Давно, лет двадцать назад, я впервые прочитал такое признание Достоевского: «...несмотря на все утраты, я люблю жизнь горячо, люблю жизнь для жизни и, серьезно, все еще собираюсь начать мою жизнь. Мне скоро пятьдесят лет, а я все еще никак не могу распознать, оканчиваю ли я мою жизнь или только лишь ее начинаю. Вот главная черта моего характера; может быть, и деятельности».
Тогда же я обратил внимание на то, что есть черновой, опубликованный в 4-м томе писем Ф.М.Достоевского, вариант этой записи (в альбом одной женщине) и что по нему видно, как Достоевский работает над этими словами, чеканит их, стало быть, придавая им особое значение. Не есть ли это его жизненное и эстетическое кредо?
Слова эти мне полюбились, я невольно запомнил их наизусть и часто (устно и письменно) цитировал — особенно в ответ на очень распространенные тогда суждения о «мизантропии», «пессимизме» Достоевского. Тогда же я только-только начал понимать, что, например, «Бесы» и «Бобок» — произведения сложные, их нельзя оценивать однозначно, и когда встречался с отношением к ним как к беспросветно-черным картинам, я опять-таки вспоминал полюбившиеся мне слова. Выходило: да, мол, здесь он, Достоевский, такой, зато вот там...
Совсем недавно, сосредоточившись на «Бесах», я составил себе календарь, связанный с историей этого романа, и вдруг впервые дал себе отчет в смысле кое-каких дат.
«Бесы» (вернее — последние главы романа в «Русском Вестнике») вышли в ноябре—декабре 1872 года, отдельным же изданием — в 20-х числах января 1873-го.
«Бобок» помечен: 5 февраля 1873-го же.
А та светлая, солнечная, мужественная запись сделана 31 января 1873-го же!
Представим: «Бесы» только легли на стол Достоевского, критика их уже поносит («болезненное произведение»). «Бобок» — в рукописи, может быть, рядом с «Бесами», во всяком случае, в голове, и выйдет через четыре дня. А он в это же самое время пишет такое...
Но, может быть, это случайное высказывание? Или самооправдание? Или: просто один и тот же человек в абсолютно разных состояниях говорит то одно, то другое, прямо противоположное? Для многих мыслей-страстей Достоевского, для многих оценок его — это закон. Но здесь закон — другой, закон поразительно постоянный, ни разу не нарушенный. Посмотрите его письма, заметки за сорок лет. Посмотрите их в свете записи 31 января 1873-го, а эту запись — в свете всех писем, заметок.

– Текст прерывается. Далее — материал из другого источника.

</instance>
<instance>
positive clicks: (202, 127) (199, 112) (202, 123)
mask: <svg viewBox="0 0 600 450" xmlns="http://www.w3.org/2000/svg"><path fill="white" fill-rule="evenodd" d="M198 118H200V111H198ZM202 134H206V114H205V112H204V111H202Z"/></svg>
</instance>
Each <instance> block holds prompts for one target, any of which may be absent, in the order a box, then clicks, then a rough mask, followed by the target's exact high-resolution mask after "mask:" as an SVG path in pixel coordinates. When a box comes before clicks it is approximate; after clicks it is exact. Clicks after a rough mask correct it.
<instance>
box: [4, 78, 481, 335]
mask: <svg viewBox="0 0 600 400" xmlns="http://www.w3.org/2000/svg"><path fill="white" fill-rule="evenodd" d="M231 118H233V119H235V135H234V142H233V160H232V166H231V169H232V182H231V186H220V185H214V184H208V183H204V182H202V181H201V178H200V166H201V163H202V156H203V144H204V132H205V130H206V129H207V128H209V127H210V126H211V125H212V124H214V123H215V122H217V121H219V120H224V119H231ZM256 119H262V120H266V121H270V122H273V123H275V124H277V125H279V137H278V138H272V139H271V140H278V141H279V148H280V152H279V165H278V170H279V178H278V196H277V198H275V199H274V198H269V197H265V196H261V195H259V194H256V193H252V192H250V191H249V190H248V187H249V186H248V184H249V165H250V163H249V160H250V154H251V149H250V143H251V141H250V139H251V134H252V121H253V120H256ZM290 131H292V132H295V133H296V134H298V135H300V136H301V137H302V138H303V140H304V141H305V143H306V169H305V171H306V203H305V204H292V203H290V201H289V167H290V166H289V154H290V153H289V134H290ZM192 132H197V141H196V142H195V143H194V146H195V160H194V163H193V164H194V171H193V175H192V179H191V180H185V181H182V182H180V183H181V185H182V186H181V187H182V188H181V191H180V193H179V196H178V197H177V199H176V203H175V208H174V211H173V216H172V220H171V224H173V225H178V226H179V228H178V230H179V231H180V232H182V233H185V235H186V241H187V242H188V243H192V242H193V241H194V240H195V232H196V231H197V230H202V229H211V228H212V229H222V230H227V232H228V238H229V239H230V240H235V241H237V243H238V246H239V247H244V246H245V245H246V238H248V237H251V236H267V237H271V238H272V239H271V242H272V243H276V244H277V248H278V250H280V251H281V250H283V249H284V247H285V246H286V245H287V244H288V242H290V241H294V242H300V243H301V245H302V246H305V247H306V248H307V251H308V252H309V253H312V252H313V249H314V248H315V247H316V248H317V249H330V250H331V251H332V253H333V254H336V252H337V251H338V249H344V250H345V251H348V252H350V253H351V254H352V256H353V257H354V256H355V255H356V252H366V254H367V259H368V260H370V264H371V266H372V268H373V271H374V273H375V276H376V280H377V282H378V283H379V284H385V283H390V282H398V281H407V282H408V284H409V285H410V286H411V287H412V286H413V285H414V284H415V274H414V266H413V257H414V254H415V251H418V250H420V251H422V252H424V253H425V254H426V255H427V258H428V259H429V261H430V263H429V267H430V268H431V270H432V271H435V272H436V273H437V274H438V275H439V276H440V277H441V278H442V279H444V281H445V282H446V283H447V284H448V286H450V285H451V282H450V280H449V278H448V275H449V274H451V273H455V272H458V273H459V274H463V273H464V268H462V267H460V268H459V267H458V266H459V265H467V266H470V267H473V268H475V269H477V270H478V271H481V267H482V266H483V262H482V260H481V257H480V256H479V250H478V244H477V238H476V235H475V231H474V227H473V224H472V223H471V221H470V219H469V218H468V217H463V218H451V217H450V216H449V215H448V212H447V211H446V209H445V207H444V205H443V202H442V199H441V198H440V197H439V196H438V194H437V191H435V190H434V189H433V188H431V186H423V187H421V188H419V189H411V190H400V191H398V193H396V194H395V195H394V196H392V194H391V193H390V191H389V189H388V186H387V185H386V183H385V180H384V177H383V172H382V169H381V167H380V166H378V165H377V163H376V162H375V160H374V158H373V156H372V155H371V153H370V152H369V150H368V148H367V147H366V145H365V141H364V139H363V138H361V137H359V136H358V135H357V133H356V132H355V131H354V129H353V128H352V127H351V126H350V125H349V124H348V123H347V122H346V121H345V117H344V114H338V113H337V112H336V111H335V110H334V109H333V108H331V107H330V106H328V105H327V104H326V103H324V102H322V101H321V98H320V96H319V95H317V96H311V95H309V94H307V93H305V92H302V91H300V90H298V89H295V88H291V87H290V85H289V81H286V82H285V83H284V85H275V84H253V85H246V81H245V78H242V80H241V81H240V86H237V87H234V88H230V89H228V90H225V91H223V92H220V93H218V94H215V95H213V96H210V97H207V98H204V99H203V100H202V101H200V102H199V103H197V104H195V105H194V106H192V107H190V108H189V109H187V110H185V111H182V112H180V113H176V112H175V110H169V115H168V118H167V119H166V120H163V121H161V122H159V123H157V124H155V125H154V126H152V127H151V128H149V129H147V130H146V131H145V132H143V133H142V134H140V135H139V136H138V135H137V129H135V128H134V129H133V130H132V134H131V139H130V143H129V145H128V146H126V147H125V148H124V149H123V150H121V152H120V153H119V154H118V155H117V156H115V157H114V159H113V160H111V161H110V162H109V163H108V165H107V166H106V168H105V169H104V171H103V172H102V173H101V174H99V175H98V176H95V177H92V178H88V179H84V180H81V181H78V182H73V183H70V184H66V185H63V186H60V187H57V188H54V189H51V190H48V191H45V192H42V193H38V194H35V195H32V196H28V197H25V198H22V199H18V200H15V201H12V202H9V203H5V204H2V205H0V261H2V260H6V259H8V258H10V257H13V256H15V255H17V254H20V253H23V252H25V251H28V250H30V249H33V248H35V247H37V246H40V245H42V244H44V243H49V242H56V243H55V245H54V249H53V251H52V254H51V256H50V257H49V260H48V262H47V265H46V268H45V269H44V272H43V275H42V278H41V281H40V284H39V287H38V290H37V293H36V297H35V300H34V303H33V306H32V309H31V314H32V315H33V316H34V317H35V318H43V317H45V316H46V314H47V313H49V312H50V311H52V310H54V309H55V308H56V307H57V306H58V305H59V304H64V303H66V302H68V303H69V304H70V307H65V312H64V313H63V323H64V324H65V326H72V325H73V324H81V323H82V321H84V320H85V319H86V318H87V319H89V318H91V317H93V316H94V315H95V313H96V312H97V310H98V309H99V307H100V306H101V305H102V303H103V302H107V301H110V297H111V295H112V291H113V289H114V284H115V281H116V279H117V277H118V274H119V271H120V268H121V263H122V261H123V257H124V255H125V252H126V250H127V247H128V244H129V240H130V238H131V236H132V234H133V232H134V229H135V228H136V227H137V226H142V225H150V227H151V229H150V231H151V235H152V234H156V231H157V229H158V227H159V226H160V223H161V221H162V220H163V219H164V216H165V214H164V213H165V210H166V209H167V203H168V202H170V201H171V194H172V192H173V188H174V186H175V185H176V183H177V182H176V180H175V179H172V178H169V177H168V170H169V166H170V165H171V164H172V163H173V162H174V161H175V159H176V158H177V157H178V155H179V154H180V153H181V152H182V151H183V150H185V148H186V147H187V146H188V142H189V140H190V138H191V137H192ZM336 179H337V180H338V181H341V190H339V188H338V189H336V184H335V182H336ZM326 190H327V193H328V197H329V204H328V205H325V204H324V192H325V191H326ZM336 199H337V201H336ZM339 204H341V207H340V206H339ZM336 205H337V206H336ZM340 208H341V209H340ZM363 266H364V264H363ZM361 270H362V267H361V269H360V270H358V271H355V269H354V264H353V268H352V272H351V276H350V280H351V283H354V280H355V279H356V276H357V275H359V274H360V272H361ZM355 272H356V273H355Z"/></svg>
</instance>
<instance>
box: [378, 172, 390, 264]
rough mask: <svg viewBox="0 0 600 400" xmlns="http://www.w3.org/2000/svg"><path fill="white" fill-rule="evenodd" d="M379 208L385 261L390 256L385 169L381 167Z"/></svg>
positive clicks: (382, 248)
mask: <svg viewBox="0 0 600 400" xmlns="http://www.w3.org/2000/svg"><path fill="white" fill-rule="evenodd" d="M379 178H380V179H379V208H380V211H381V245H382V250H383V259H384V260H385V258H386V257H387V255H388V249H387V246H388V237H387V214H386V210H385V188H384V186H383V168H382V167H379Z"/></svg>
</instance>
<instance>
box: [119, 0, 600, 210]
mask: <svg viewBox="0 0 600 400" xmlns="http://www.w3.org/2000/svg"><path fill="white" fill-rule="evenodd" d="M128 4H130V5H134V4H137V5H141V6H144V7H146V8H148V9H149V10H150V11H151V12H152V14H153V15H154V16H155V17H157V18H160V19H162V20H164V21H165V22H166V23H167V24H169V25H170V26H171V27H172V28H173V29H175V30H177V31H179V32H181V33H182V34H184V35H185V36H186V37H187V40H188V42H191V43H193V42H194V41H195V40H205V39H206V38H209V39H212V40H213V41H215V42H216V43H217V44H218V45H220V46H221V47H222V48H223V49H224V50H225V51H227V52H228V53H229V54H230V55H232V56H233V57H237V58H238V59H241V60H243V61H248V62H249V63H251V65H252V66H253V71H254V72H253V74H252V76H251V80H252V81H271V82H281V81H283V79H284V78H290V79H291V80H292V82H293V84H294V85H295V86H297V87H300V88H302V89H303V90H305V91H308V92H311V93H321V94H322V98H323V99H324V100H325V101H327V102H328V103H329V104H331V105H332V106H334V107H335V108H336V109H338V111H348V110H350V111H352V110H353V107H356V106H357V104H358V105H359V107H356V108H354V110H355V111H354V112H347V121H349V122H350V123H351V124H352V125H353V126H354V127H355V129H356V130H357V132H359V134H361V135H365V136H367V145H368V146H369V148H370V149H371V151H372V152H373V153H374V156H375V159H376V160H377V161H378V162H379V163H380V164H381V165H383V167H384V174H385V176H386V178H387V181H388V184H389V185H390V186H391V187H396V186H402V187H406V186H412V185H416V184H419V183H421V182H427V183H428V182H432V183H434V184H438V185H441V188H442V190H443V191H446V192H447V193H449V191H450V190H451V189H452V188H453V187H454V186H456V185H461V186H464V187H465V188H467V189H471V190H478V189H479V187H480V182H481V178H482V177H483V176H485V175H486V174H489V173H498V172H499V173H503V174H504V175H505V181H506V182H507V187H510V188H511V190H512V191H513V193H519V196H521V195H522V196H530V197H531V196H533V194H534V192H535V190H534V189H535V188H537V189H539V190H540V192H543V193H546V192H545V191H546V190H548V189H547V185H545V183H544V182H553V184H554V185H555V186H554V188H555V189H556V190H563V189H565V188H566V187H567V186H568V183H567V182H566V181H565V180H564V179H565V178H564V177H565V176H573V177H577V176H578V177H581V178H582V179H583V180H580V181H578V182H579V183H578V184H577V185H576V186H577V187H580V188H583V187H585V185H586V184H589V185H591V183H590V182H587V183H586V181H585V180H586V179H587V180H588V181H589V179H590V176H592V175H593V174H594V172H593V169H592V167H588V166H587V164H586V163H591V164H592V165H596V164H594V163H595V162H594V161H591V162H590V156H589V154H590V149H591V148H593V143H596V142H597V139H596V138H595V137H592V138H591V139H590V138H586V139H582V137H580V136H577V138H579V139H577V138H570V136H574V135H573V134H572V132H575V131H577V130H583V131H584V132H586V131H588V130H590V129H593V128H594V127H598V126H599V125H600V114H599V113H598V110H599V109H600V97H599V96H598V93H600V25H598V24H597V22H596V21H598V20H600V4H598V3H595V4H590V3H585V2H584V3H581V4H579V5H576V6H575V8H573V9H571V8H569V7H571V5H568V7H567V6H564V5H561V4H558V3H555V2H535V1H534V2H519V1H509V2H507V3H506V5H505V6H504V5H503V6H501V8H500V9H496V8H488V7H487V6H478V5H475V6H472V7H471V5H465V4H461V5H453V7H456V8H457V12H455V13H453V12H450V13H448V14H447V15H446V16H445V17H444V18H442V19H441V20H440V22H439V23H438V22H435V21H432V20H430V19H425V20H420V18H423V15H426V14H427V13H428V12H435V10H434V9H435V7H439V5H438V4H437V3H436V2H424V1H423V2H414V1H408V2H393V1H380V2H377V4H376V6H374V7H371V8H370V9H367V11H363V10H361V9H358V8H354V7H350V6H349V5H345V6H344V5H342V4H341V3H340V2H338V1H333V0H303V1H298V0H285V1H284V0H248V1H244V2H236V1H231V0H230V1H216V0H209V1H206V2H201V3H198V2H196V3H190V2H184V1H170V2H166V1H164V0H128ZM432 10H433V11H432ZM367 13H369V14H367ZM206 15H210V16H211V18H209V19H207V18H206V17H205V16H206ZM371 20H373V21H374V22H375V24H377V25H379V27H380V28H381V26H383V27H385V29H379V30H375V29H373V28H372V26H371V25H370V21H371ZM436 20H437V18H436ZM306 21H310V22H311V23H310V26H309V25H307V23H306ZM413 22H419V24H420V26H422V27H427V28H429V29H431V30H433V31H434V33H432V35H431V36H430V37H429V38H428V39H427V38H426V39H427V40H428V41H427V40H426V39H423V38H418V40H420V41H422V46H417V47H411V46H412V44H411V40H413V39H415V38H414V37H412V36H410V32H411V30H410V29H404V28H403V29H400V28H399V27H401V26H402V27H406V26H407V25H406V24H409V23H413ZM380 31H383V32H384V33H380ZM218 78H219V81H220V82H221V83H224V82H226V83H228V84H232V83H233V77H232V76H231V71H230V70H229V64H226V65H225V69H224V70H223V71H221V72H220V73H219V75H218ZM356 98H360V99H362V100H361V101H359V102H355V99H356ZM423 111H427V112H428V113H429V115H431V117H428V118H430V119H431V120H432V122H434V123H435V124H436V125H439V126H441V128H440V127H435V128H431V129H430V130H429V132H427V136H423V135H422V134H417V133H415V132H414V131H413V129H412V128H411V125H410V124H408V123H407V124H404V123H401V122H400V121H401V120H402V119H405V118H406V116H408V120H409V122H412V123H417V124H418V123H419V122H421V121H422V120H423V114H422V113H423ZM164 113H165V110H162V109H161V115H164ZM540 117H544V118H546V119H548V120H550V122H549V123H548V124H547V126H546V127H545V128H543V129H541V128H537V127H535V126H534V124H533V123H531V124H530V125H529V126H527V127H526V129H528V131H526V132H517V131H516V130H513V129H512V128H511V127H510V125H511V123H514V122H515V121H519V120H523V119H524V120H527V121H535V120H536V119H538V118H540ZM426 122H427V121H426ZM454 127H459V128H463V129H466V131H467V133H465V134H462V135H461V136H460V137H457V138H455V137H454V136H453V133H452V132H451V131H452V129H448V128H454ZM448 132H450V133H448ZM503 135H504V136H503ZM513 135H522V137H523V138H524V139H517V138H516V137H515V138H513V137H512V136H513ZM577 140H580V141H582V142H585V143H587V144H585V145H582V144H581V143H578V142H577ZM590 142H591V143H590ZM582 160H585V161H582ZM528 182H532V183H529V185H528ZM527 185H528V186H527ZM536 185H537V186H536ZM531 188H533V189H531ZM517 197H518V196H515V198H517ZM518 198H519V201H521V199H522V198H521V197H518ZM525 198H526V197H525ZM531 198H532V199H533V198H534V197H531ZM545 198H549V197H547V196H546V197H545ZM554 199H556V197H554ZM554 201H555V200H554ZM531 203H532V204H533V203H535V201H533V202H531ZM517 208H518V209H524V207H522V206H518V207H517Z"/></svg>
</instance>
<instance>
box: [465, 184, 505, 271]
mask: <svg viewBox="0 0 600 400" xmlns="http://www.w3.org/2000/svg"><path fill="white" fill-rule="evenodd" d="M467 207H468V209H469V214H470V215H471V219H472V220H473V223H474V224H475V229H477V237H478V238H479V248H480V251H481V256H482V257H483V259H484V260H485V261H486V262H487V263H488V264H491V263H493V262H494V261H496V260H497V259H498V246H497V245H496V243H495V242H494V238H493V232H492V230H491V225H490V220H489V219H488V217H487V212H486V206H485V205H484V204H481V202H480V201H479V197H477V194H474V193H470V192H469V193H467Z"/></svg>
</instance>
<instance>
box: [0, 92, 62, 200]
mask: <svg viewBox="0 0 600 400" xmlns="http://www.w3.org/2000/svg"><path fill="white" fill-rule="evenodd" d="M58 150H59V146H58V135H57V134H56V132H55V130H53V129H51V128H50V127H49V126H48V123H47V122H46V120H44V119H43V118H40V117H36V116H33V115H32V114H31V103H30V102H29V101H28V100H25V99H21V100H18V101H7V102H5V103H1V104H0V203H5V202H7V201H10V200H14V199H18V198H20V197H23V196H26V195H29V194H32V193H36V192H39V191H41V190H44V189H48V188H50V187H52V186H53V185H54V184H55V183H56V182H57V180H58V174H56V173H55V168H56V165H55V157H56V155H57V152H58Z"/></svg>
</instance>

Да, были у него страшные минуты отчаяния (и не раз и не два). Подивимся на тех, у кого их не бывает. Но, что бы ни было, лейтмотивом у него звучит: планы, планы, работа, работа и — неистребимое жизнелюбие. Лишь несколько выписок.
Юношеские, молодые записи я опускаю, но еще раз напомню его состояние в роковой день 22 декабря 1849-го: «Брат! Я не уныл и не упал духом. Жизнь везде жизнь, жизнь в нас самих, а не во внешнем. Подле меня будут люди и быть человеком между людьми и остаться им навсегда, в каких бы то ни было несчастьях, не уныть и не пасть — вот в чем жизнь, в чем задача ее. Я сознал это. Эта идея вошла в плоть и кровь мою. Да! правда!.. Брат! Клянусь тебе, что я не потеряю надежду и сохраню дух мой и сердце в чистоте».